Mengelberg in the music of Dutch composers of his time:
Dopper’s Ciaconna Gotica (Mengelberg’s 1940 studio recording for Telefunken is the shared piece on both discs) is the masterpiece there. I’m intrigued by this Cornelis Dopper. There was a famous episode in 1918 when he was derided by his more forward-looking colleague Matthijs Vermeulen for sounding like Sousa but, while certainly not avant-garde, the music is way more modern than that. It traverses many moods with a great freedom of form which makes it at times difficult to concentrate on, but I suspect that it’s the kind of music that grows on you with more familiarity. I may explore Dopper further.

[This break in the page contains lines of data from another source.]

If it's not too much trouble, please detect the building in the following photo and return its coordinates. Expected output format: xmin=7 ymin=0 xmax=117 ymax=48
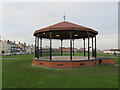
xmin=58 ymin=47 xmax=78 ymax=52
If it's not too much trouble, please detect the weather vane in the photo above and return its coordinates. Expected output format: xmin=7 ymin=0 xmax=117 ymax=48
xmin=63 ymin=13 xmax=66 ymax=21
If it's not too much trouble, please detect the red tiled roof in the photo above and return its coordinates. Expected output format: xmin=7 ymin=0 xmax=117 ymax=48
xmin=34 ymin=21 xmax=98 ymax=34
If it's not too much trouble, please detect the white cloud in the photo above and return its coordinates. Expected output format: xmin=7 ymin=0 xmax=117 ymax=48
xmin=2 ymin=2 xmax=118 ymax=49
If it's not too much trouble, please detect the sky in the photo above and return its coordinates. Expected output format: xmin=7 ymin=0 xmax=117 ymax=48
xmin=0 ymin=2 xmax=118 ymax=50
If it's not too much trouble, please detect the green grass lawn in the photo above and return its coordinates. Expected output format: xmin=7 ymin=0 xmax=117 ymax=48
xmin=2 ymin=54 xmax=118 ymax=88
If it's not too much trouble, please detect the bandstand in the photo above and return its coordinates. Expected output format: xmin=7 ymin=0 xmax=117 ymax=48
xmin=33 ymin=21 xmax=113 ymax=68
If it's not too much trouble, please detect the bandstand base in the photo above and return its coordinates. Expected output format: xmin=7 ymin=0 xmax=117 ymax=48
xmin=33 ymin=56 xmax=115 ymax=69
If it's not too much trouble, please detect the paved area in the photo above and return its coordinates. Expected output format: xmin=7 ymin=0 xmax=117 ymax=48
xmin=39 ymin=56 xmax=95 ymax=61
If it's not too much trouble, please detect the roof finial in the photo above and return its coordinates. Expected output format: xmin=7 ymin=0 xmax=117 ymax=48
xmin=63 ymin=13 xmax=66 ymax=21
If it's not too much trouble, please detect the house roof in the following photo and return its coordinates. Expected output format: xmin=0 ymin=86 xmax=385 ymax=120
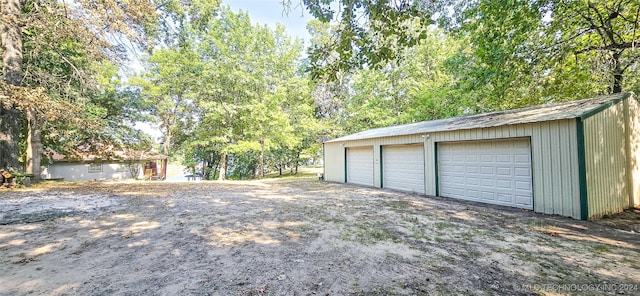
xmin=46 ymin=149 xmax=167 ymax=162
xmin=327 ymin=93 xmax=632 ymax=143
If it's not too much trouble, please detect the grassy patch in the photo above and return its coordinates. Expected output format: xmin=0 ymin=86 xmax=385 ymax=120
xmin=384 ymin=200 xmax=411 ymax=212
xmin=435 ymin=221 xmax=456 ymax=230
xmin=593 ymin=245 xmax=611 ymax=253
xmin=342 ymin=221 xmax=400 ymax=244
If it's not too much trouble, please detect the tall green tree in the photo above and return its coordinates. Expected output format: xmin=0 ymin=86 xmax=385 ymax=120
xmin=0 ymin=0 xmax=156 ymax=174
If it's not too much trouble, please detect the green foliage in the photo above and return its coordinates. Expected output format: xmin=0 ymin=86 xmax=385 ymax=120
xmin=132 ymin=7 xmax=319 ymax=179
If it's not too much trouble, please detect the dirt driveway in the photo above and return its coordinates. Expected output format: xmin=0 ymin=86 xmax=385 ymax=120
xmin=0 ymin=178 xmax=640 ymax=295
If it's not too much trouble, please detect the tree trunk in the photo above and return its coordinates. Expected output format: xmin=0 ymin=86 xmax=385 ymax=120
xmin=296 ymin=151 xmax=300 ymax=175
xmin=26 ymin=110 xmax=42 ymax=180
xmin=258 ymin=140 xmax=264 ymax=179
xmin=162 ymin=127 xmax=172 ymax=157
xmin=218 ymin=153 xmax=227 ymax=181
xmin=611 ymin=52 xmax=624 ymax=94
xmin=0 ymin=0 xmax=22 ymax=171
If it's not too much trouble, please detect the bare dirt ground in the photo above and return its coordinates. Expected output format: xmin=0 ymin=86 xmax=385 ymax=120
xmin=0 ymin=178 xmax=640 ymax=295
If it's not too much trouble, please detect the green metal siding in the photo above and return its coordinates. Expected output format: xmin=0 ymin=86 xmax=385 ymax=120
xmin=324 ymin=143 xmax=346 ymax=182
xmin=325 ymin=119 xmax=581 ymax=219
xmin=626 ymin=96 xmax=640 ymax=207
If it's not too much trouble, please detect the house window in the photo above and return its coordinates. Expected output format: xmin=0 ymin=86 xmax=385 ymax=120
xmin=89 ymin=162 xmax=102 ymax=173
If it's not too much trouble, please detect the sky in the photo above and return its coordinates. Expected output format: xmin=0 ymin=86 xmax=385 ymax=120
xmin=222 ymin=0 xmax=313 ymax=42
xmin=136 ymin=0 xmax=313 ymax=141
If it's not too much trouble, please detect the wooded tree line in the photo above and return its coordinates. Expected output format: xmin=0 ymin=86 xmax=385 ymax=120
xmin=0 ymin=0 xmax=640 ymax=179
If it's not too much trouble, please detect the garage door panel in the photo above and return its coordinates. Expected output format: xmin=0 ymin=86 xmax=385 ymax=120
xmin=382 ymin=144 xmax=424 ymax=193
xmin=438 ymin=139 xmax=533 ymax=209
xmin=347 ymin=147 xmax=373 ymax=186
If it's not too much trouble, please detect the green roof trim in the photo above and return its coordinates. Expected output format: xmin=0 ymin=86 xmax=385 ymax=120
xmin=578 ymin=93 xmax=631 ymax=121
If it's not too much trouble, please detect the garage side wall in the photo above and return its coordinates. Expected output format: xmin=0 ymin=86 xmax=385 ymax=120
xmin=324 ymin=143 xmax=345 ymax=182
xmin=425 ymin=119 xmax=580 ymax=219
xmin=626 ymin=96 xmax=640 ymax=207
xmin=584 ymin=99 xmax=631 ymax=219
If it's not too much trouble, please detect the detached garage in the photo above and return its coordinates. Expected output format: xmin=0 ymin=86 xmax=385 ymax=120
xmin=324 ymin=94 xmax=640 ymax=219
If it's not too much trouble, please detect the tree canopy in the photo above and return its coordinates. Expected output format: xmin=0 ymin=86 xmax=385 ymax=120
xmin=0 ymin=0 xmax=640 ymax=179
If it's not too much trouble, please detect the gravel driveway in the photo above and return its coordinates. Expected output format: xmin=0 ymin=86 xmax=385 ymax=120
xmin=0 ymin=178 xmax=640 ymax=295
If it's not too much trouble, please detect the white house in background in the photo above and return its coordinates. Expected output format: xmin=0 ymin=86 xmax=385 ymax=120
xmin=41 ymin=150 xmax=167 ymax=181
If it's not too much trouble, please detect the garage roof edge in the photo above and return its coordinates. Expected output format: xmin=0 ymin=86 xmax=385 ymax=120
xmin=325 ymin=93 xmax=635 ymax=143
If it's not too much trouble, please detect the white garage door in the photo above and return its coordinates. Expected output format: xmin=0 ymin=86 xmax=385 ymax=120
xmin=347 ymin=147 xmax=373 ymax=186
xmin=382 ymin=144 xmax=424 ymax=193
xmin=438 ymin=139 xmax=533 ymax=209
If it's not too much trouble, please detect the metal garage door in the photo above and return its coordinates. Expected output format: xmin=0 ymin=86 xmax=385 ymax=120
xmin=382 ymin=144 xmax=424 ymax=193
xmin=438 ymin=139 xmax=533 ymax=209
xmin=347 ymin=147 xmax=373 ymax=186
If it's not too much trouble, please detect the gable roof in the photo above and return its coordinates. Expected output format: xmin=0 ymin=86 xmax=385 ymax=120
xmin=326 ymin=93 xmax=633 ymax=143
xmin=45 ymin=149 xmax=167 ymax=162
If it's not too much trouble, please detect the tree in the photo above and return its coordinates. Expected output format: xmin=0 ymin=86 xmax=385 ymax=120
xmin=0 ymin=0 xmax=156 ymax=176
xmin=302 ymin=0 xmax=432 ymax=79
xmin=0 ymin=0 xmax=22 ymax=171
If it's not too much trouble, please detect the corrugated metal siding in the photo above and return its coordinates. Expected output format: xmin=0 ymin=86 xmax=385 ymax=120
xmin=325 ymin=119 xmax=580 ymax=219
xmin=584 ymin=99 xmax=629 ymax=219
xmin=425 ymin=119 xmax=580 ymax=219
xmin=324 ymin=143 xmax=345 ymax=182
xmin=626 ymin=96 xmax=640 ymax=207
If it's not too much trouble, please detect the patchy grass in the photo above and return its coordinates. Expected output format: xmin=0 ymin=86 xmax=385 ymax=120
xmin=0 ymin=178 xmax=640 ymax=296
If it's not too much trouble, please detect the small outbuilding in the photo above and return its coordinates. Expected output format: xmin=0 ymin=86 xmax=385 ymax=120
xmin=324 ymin=93 xmax=640 ymax=220
xmin=41 ymin=150 xmax=167 ymax=181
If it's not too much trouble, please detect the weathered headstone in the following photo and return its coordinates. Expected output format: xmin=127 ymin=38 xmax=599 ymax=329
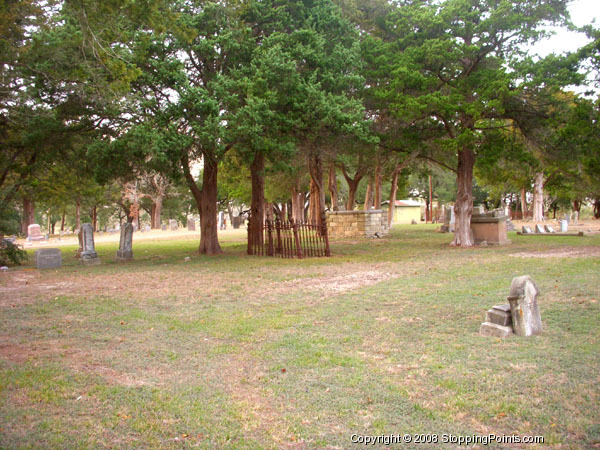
xmin=508 ymin=275 xmax=542 ymax=336
xmin=80 ymin=223 xmax=100 ymax=265
xmin=560 ymin=219 xmax=569 ymax=233
xmin=573 ymin=211 xmax=579 ymax=225
xmin=117 ymin=223 xmax=133 ymax=261
xmin=35 ymin=248 xmax=62 ymax=269
xmin=27 ymin=223 xmax=46 ymax=241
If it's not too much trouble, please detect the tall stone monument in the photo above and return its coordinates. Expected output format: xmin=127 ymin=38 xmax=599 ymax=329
xmin=508 ymin=275 xmax=542 ymax=336
xmin=80 ymin=223 xmax=100 ymax=265
xmin=117 ymin=223 xmax=133 ymax=261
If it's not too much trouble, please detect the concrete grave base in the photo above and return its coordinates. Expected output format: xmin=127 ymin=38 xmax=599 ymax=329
xmin=79 ymin=258 xmax=102 ymax=266
xmin=479 ymin=322 xmax=514 ymax=338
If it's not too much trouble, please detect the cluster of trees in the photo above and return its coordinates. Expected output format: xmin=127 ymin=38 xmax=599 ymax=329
xmin=0 ymin=0 xmax=600 ymax=254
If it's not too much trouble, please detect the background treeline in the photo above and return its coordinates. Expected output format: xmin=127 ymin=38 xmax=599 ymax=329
xmin=0 ymin=0 xmax=600 ymax=254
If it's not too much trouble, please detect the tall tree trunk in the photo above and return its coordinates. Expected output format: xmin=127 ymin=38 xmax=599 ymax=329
xmin=292 ymin=181 xmax=304 ymax=223
xmin=308 ymin=153 xmax=325 ymax=229
xmin=199 ymin=156 xmax=223 ymax=255
xmin=364 ymin=179 xmax=373 ymax=211
xmin=521 ymin=188 xmax=527 ymax=220
xmin=248 ymin=152 xmax=265 ymax=255
xmin=388 ymin=168 xmax=400 ymax=227
xmin=75 ymin=197 xmax=81 ymax=230
xmin=328 ymin=163 xmax=339 ymax=211
xmin=533 ymin=172 xmax=544 ymax=222
xmin=373 ymin=162 xmax=381 ymax=209
xmin=181 ymin=155 xmax=223 ymax=255
xmin=150 ymin=196 xmax=163 ymax=229
xmin=21 ymin=197 xmax=35 ymax=237
xmin=451 ymin=147 xmax=475 ymax=247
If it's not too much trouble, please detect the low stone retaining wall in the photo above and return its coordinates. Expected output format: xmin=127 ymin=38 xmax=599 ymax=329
xmin=327 ymin=209 xmax=389 ymax=239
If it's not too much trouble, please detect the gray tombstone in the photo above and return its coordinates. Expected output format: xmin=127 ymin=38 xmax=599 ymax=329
xmin=117 ymin=223 xmax=133 ymax=261
xmin=560 ymin=219 xmax=569 ymax=233
xmin=35 ymin=248 xmax=62 ymax=269
xmin=80 ymin=223 xmax=100 ymax=265
xmin=508 ymin=275 xmax=542 ymax=336
xmin=27 ymin=223 xmax=46 ymax=241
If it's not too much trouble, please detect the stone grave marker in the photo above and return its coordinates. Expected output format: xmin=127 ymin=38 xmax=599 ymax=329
xmin=34 ymin=248 xmax=62 ymax=269
xmin=27 ymin=223 xmax=46 ymax=242
xmin=508 ymin=275 xmax=542 ymax=336
xmin=117 ymin=223 xmax=133 ymax=261
xmin=560 ymin=219 xmax=569 ymax=233
xmin=80 ymin=223 xmax=101 ymax=265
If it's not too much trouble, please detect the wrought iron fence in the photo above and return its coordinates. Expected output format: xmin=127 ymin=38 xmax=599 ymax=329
xmin=248 ymin=219 xmax=331 ymax=259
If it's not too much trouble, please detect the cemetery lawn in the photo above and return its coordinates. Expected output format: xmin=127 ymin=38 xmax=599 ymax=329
xmin=0 ymin=225 xmax=600 ymax=449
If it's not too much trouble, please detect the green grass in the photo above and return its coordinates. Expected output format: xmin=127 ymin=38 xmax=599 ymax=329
xmin=0 ymin=226 xmax=600 ymax=448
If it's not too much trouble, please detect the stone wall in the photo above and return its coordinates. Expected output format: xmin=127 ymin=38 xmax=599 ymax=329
xmin=327 ymin=209 xmax=389 ymax=239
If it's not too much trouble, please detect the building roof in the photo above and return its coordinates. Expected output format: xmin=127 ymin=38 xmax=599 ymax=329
xmin=396 ymin=200 xmax=421 ymax=207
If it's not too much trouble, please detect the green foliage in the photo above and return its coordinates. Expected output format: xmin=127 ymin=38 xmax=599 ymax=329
xmin=0 ymin=239 xmax=27 ymax=266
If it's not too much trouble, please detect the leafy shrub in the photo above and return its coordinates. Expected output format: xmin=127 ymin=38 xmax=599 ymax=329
xmin=0 ymin=239 xmax=27 ymax=266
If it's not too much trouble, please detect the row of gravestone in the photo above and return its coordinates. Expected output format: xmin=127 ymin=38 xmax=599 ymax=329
xmin=522 ymin=221 xmax=567 ymax=234
xmin=35 ymin=223 xmax=133 ymax=269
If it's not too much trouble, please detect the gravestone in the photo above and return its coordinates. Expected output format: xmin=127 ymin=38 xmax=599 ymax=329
xmin=27 ymin=223 xmax=46 ymax=241
xmin=188 ymin=218 xmax=196 ymax=231
xmin=75 ymin=228 xmax=83 ymax=258
xmin=508 ymin=275 xmax=542 ymax=336
xmin=479 ymin=304 xmax=513 ymax=338
xmin=35 ymin=248 xmax=62 ymax=269
xmin=79 ymin=223 xmax=100 ymax=265
xmin=560 ymin=219 xmax=569 ymax=233
xmin=573 ymin=211 xmax=579 ymax=225
xmin=117 ymin=223 xmax=133 ymax=261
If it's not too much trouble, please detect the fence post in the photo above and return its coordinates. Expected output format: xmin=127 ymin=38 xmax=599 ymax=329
xmin=275 ymin=219 xmax=284 ymax=257
xmin=292 ymin=221 xmax=304 ymax=259
xmin=321 ymin=212 xmax=331 ymax=256
xmin=267 ymin=220 xmax=273 ymax=256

While doing some fact-checking on these two CDs (a lot!), I chanced on the great online archive of the Concertgebouw Orchestra: as with the similar archive of the New York Philharmonic, you can find the info about every concert given by the orchestra since the end of the 19th century. For instance, what else was given at the famous 1939 concert in which Mengelberg premiered Bartók’s Violin Concerto with Zoltán Székely? Beethoven’s Egmont Overture and Tchaikovsky’s 4th Symphony. Or how many times did Mengelberg conduct works of Dopper? 88 concerts (although why Bach’s cantata BWV 51 for soprano and trumpet appears six times remains unexplained to me), including Symphonies Nos 2, 3, 5, 6 and 7, Ciaconna Gotica 40 times. And since Archive Documents did not provide the recording dates of its material but only mentioned that the live performance of Voormolen’s Sinfonia was its premiere, it enabled me to find datings. Invaluable.